Accounting for Public Pensions

Floyd Norris brings up a very good point in his 2010 article for the New york Times, “Accounting for Public Pensions”. It is about the change in the ways that companies mush account for their pension plans. A generation ago the rules for declaring the monetary stakes a company had in these pension plans was changed. Prior to these rules a company could get away with only declaring the actual amount of money invested into the plan. Since the rule change, a company now must estimate the future obligation of the pension. At the time this was a very controversial issue. Many companies were afraid that these new rules would dramatically decrease the profits they were able to report. These new rules were not perfect due to the fact that a company could only estimate the cost of the pension benefits that they would be accruing in a given year. A ‘smoothing’ effect could be used to even out the rise and fall of this estimation caused by market changes of the pension assets. This caused some controversy among people because they argued that the figures were not accurate and could be misleading.

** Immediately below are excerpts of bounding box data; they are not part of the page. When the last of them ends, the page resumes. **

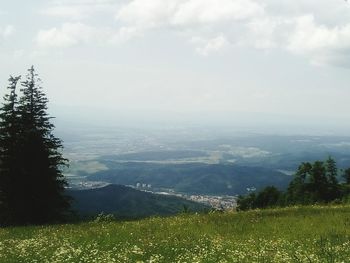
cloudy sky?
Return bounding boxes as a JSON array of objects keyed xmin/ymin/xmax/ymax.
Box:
[{"xmin": 0, "ymin": 0, "xmax": 350, "ymax": 129}]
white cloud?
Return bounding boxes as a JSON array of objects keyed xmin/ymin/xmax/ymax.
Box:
[
  {"xmin": 171, "ymin": 0, "xmax": 264, "ymax": 25},
  {"xmin": 0, "ymin": 25, "xmax": 15, "ymax": 39},
  {"xmin": 36, "ymin": 23, "xmax": 97, "ymax": 47},
  {"xmin": 40, "ymin": 0, "xmax": 116, "ymax": 20},
  {"xmin": 116, "ymin": 0, "xmax": 263, "ymax": 28},
  {"xmin": 191, "ymin": 35, "xmax": 230, "ymax": 56},
  {"xmin": 36, "ymin": 0, "xmax": 350, "ymax": 64},
  {"xmin": 287, "ymin": 15, "xmax": 350, "ymax": 64},
  {"xmin": 35, "ymin": 22, "xmax": 139, "ymax": 48}
]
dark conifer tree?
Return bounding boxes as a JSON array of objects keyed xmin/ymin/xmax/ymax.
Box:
[
  {"xmin": 0, "ymin": 76, "xmax": 20, "ymax": 224},
  {"xmin": 0, "ymin": 67, "xmax": 69, "ymax": 224}
]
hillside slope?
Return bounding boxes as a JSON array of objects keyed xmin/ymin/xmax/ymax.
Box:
[
  {"xmin": 0, "ymin": 206, "xmax": 350, "ymax": 263},
  {"xmin": 68, "ymin": 185, "xmax": 208, "ymax": 218},
  {"xmin": 88, "ymin": 161, "xmax": 292, "ymax": 195}
]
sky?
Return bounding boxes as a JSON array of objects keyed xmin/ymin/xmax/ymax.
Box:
[{"xmin": 0, "ymin": 0, "xmax": 350, "ymax": 131}]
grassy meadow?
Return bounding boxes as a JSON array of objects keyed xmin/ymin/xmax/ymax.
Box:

This controversy over the reporting of pension plans has caused many companies to start phasing out defined benefit plans to new employees. The complexity of reporting these pension plans is also a reason some companies do not deal with it. With this complexity comes more accounting hours that the company would have to pay for. There are many more risks associated with a pension plan now that a company must guarantee the investment will grow. This risk does not seem worth it for many companies. Now, instead of pension plans, a lot of companies choose to go with defined-contribution plans. A defined-contribution plan is an investment strategy in which the employee and employer contribute funds to be invested. In this type of plan the employee has much more control over what the money is invested in but they also vary the consequences of the rise and fall of the value of the assets. This has caused far more Americans to be directly involved in the stock market. This involvement intensified the effects of the 2007 economic recession in America. With the effects of this recession being felt by far more people they have had to re-envision their retirement plans. There has been a ten percent increase in people over sixty still holding jobs. It’s not that these people still want to be working; it is because they have to still be working to afford the lifestyle they are accustomed to.
Even though many companies have moved away from defined pension plans, city and state governments have not followed this trend. The main reason for this is because they do not have to follow the same rules of declaring pension plans as publicly and privately held companies do. This does not seem right. The government should be held to the same standards as the corporate sector. Recently, there has been legislation proposed to stop the government from getting special treatment in this area. “Three Republican members of Congress, led by Representative Devin Nunes of California, a senior member of the Ways and Means Committee, proposed legislation to force states and cities to report pension fund liabilities on the same basis, and to force them to disclose market values of assets. The bill would not even allow smoothing, so the state of pension funding will seem volatile as markets rise and fall,” stated Floyd Norris.
Pensions are a very complex and controversial issue in the accounting field. There is not necessarily a correct way to handle this situation. Any way it goes, somebody will be losing out. The only thing that can be done is try to compromise and find the best solution for the entire country.